Beyond the Black Cape: Dress in Bram Stoker’s Dracula


As promised, here is an excerpted portion of Meghan's research on Dracula, which she recently presented at Fashion in Fiction: The Dark Side.


Since its publication in 1897, Bram Stoker’s Dracula has been interpreted in a variety of ways: as a Victorian Gothic novel, vampire lore, and psychoanalytical expression of repressed sexuality. Beyond genre studies and Freudian psychology, Dracula has become a phenomenon in popular culture. Despite its continual adaptation over the last hundred ten years, the twenty-first century reader should note that the novel is truly a window into the many anxieties and transitions of turn-of-the-century England. Prior to 1897, the British Empire had a long history of spreading its power, values, and, not least of all, style of dress around the globe. While France was certainly the world capital of fashion, establishments such as Redfern and Lucile were equally influential in women’s fashions. Moreover, the somber black suit–the hallmark of the British gentleman-had become the uniform in Western menswear by the late nineteenth century, with very little opportunity for individual statements in pattern, color, or cut. Social norms in dress and etiquette were strongly upheld in England, including in literature; as a result, any variation from these norms would immediately set a character apart in the mind of the contemporary reader.

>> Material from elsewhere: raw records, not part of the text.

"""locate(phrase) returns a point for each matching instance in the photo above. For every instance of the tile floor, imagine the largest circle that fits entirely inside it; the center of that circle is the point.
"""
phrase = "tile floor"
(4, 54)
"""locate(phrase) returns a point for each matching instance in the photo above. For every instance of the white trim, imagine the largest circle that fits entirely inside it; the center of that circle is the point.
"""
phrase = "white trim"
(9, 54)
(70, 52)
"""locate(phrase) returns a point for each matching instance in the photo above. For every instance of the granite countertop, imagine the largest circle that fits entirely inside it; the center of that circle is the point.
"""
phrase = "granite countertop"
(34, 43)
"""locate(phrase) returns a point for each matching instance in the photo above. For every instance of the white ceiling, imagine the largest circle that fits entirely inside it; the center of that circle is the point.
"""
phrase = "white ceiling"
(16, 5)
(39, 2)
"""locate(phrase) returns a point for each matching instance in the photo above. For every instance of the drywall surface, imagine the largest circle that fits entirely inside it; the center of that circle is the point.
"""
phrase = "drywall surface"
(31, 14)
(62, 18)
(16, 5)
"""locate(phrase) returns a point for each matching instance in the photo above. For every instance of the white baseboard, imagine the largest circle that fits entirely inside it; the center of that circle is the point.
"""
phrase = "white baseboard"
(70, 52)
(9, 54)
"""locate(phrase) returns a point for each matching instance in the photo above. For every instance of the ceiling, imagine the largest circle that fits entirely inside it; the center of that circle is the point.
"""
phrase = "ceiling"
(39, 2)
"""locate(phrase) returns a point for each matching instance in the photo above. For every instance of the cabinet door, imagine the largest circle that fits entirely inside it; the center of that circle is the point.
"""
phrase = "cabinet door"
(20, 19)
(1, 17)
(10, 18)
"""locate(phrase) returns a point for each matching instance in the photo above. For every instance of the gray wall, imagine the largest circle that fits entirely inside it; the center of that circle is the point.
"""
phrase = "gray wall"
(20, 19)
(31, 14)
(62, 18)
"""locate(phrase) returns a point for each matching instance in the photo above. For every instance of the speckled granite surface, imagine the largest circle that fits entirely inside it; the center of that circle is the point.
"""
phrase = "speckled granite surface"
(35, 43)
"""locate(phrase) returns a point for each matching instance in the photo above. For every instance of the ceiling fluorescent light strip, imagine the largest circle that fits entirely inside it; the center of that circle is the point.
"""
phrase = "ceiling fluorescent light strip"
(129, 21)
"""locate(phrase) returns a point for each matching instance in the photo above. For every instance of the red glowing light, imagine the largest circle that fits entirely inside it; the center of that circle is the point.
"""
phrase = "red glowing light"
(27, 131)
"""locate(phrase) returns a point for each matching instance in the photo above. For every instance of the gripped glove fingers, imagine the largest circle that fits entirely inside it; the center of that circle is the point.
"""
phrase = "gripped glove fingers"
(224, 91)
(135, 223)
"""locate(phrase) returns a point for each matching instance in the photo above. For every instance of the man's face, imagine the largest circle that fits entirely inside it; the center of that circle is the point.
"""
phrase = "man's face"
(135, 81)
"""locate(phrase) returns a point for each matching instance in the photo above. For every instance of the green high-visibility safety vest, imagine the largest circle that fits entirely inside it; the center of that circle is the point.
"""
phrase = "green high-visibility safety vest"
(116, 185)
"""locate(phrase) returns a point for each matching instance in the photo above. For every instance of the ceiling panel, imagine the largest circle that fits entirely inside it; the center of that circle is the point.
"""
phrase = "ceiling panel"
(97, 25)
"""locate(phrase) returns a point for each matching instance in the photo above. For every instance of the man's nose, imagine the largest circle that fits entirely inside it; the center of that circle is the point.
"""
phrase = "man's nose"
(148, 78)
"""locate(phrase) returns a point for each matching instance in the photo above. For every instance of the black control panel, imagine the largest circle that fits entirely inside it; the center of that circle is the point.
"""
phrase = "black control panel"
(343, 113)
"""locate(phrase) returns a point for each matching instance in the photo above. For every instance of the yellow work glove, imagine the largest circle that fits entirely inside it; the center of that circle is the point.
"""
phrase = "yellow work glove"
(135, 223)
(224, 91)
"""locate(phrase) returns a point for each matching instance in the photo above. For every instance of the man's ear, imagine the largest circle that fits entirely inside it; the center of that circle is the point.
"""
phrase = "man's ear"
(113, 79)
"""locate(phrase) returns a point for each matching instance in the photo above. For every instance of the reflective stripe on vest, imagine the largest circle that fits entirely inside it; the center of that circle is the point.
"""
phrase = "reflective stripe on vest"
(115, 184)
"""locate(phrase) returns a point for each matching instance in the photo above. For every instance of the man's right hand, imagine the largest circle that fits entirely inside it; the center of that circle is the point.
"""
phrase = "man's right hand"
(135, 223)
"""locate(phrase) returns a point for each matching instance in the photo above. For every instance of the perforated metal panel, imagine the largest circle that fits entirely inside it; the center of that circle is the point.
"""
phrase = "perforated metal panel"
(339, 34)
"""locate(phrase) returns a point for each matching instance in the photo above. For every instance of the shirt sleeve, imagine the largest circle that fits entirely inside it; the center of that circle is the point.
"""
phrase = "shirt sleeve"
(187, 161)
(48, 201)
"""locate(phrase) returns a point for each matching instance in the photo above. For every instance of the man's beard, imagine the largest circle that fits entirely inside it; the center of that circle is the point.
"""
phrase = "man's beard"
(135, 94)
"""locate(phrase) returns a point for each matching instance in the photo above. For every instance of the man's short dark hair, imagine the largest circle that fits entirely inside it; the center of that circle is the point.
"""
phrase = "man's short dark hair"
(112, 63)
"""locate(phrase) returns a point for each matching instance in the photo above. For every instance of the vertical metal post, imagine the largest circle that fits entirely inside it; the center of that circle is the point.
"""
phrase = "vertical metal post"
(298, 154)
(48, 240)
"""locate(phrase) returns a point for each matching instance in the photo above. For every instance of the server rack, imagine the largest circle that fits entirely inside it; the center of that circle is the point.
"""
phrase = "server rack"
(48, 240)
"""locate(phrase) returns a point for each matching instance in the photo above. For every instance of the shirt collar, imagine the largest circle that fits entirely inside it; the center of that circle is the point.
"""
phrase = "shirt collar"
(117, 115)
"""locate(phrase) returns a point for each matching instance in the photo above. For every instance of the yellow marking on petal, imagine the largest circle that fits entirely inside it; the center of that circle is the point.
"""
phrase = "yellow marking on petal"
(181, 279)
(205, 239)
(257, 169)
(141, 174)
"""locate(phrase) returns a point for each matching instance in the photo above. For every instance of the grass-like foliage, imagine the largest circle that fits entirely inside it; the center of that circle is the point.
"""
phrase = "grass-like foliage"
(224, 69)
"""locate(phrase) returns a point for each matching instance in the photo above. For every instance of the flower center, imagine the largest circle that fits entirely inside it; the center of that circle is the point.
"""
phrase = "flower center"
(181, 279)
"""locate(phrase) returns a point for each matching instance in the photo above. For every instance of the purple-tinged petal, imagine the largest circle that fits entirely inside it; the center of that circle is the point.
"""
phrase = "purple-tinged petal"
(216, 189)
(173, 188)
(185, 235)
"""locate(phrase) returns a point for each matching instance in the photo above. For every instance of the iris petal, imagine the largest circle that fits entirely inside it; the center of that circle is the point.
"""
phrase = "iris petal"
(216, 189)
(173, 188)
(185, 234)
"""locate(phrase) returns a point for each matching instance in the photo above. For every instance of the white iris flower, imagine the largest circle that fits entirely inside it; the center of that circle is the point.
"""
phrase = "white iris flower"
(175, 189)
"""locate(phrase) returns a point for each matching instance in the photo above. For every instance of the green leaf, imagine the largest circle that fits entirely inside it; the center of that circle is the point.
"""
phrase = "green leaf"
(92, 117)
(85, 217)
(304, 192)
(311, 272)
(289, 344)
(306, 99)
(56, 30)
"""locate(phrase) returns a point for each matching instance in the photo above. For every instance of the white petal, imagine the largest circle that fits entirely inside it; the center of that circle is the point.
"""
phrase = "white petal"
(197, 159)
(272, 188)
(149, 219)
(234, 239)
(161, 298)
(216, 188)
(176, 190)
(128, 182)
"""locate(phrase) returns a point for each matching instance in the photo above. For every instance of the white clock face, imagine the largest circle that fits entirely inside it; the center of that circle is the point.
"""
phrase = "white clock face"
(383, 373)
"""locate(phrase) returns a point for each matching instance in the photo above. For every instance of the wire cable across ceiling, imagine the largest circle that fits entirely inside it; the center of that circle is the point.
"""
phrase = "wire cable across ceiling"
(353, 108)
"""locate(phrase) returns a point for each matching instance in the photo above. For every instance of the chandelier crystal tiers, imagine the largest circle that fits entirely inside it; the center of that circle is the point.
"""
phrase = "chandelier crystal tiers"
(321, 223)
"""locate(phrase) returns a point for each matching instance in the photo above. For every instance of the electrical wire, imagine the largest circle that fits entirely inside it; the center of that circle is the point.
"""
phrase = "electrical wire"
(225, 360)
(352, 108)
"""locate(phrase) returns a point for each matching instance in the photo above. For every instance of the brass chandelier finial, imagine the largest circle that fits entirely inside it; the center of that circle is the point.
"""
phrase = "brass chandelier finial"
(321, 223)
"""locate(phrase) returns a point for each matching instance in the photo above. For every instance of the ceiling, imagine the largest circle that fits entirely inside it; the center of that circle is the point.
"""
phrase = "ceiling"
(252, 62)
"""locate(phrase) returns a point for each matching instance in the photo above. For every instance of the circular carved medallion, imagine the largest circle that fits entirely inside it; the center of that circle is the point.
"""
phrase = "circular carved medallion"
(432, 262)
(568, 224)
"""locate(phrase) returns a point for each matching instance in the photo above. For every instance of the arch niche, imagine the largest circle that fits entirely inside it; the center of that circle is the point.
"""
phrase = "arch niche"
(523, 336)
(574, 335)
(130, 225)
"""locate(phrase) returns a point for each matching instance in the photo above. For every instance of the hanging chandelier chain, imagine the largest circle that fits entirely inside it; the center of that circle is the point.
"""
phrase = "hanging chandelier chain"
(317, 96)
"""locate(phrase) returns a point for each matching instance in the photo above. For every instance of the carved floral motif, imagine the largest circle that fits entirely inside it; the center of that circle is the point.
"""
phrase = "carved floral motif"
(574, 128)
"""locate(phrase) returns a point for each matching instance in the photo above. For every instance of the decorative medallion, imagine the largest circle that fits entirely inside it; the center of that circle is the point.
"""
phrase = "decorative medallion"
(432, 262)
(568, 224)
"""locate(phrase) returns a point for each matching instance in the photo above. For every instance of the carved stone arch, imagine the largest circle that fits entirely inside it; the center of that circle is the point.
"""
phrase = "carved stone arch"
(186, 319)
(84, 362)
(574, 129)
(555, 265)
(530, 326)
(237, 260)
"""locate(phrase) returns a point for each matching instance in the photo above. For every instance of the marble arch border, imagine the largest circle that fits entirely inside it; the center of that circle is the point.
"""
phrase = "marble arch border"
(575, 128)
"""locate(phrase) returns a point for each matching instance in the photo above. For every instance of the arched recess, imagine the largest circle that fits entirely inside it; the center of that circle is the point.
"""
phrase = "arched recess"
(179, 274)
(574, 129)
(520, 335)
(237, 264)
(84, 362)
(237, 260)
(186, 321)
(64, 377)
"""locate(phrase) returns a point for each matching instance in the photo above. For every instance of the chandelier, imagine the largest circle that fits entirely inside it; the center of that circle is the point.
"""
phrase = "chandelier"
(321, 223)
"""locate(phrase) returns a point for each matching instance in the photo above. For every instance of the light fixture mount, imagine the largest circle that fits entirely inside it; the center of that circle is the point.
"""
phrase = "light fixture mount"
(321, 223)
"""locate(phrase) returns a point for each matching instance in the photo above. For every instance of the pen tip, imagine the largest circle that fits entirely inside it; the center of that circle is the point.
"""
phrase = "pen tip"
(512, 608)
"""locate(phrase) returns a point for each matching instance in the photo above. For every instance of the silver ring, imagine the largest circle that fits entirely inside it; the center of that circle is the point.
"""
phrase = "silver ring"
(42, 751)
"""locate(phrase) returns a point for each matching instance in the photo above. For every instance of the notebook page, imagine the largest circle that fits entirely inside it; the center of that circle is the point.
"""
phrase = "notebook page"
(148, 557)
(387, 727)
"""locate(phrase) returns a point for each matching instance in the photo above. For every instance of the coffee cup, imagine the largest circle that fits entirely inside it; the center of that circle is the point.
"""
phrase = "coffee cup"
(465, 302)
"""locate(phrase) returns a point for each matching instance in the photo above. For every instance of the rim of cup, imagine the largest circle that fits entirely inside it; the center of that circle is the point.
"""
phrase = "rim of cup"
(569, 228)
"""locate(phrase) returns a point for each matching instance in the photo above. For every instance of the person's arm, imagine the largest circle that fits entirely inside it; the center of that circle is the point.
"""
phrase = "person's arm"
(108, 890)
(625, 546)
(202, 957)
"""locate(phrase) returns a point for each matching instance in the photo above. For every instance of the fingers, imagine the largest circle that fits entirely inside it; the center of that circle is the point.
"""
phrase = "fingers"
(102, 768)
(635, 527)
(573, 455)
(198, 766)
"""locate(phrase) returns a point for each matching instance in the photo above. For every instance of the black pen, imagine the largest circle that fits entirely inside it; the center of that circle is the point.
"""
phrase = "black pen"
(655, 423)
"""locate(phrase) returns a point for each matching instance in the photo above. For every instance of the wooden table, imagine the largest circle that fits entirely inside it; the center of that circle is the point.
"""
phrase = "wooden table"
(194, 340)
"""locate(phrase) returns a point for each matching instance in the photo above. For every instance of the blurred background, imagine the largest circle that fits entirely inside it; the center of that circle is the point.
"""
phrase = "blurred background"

HB 7-21-1894 p577 Harper’s Bazar, 21 July 1894, p. 577
FIDM Museum Special Collections

Count Dracula’s sartorial choices reflect a duality of dress as disguise and protection that is prominent throughout the novel. While he is not clothed in a dapper tuxedo with a high-collared black silk cape, as we are accustomed to see in Hollywood adaptations, the limited information provided by Stoker indicates that he is dressed in a Western-style tailored suit. In fact, Dracula’s most valued disguise is to blend in with the masses in London and to not appear foreign; as he explains to his guest, and later prisoner, Jonathan Harker, “Well, I know that, did I move and speak in your London, none there are who would not know me for a stranger…Here I am noble; I am boyar; the common people know me, and I am master. But a stranger in a strange land, he is no one; men know him like the rest, so that no man stops if he sees me, or pause in his speaking if he hear my words, to say, ‘Ha, ha! A stranger!’”1 

In 1890s Britain, the most immediate indicator of foreign-ness is undoubtedly the outward appearance of one’s clothing—the English were accustomed to judging minute differences in a man’s ensemble, such as hand-sewing, ready-made versus tailor-made suits, and subtle differences in fabric qualities. Dracula is described as “clad in black from head to foot, without a single speck of colour about him anywhere.”2  Harker makes no indication that Dracula’s garb is outside the norms of English propriety, as he did in regards to the various ethnic groups encountered in his travels. This lack of differentiation indicates that Dracula is dressed in the Victorian man’s uniform: the 3-piece suit consisting of jacket, vest, and trousers, all in black.

Track of the Crescent Boyar
“Magyar Noble in Gala Dress”
On the Track of the Crescent: Erratic Notes from the Piraeus to Pesth
Major E. C. Johnson
Harvard College Library, Google Books

Dracula is also able to disguise himself by changing form—most often turning into a bat. The vampire bat was well-known throughout Victorian England as an intriguing, dangerous creature of South America. Through newspaper incidents relating to vampire attacks in Eastern Europe and vampire bats in South America, the English adopted the term ‘vampire’ as a metaphor for unscrupulous businessmen, swindlers, and the like. Only rarely was the term applied to the actual incident of a man drinking human blood. Notwithstanding the negative connotations, bats were a favored motif in women’s fancy dress costumes in the 1880s, as seen in this caricature and this fashion plate. Harker writes in his diary, “I saw the whole man slowly emerge from the window and begin to crawl down the castle wall over that dreadful abyss, face down, with his cloak spreading out around him like great wings.”3  Dracula’s coat foreshadows the bat wings the vampire will subsequently use to flit outside his victim, Lucy’s, window. Dracula’s transformation into a bat is simultaneously deceptive and protective, as it allows the vampire swift escape from enemies while his human form is not associated with the attack of his victims.

The original Dracula had many guises to protect himself and blend in with the crowds of Victorian England, but his image has evolved to something unrecognizable–the caped, European gentleman with dark good looks, or the brooding 20-something in designer clothes–perhaps that is the Count’s ultimate victory!

1 Boyar is the Russian term for the noble class; Leslie S. Klinger, ed., The New Annotated Dracula (New York: W. W. Norton & Company, 2008), 52.
2 Klinger, 42.
3 Klinger, 75.

One response to “Beyond the Black Cape: Dress in Bram Stoker’s Dracula

  1. Dracula fan says:

    Dracula has such a cool story around him – I wonder what he would dress/look like these days!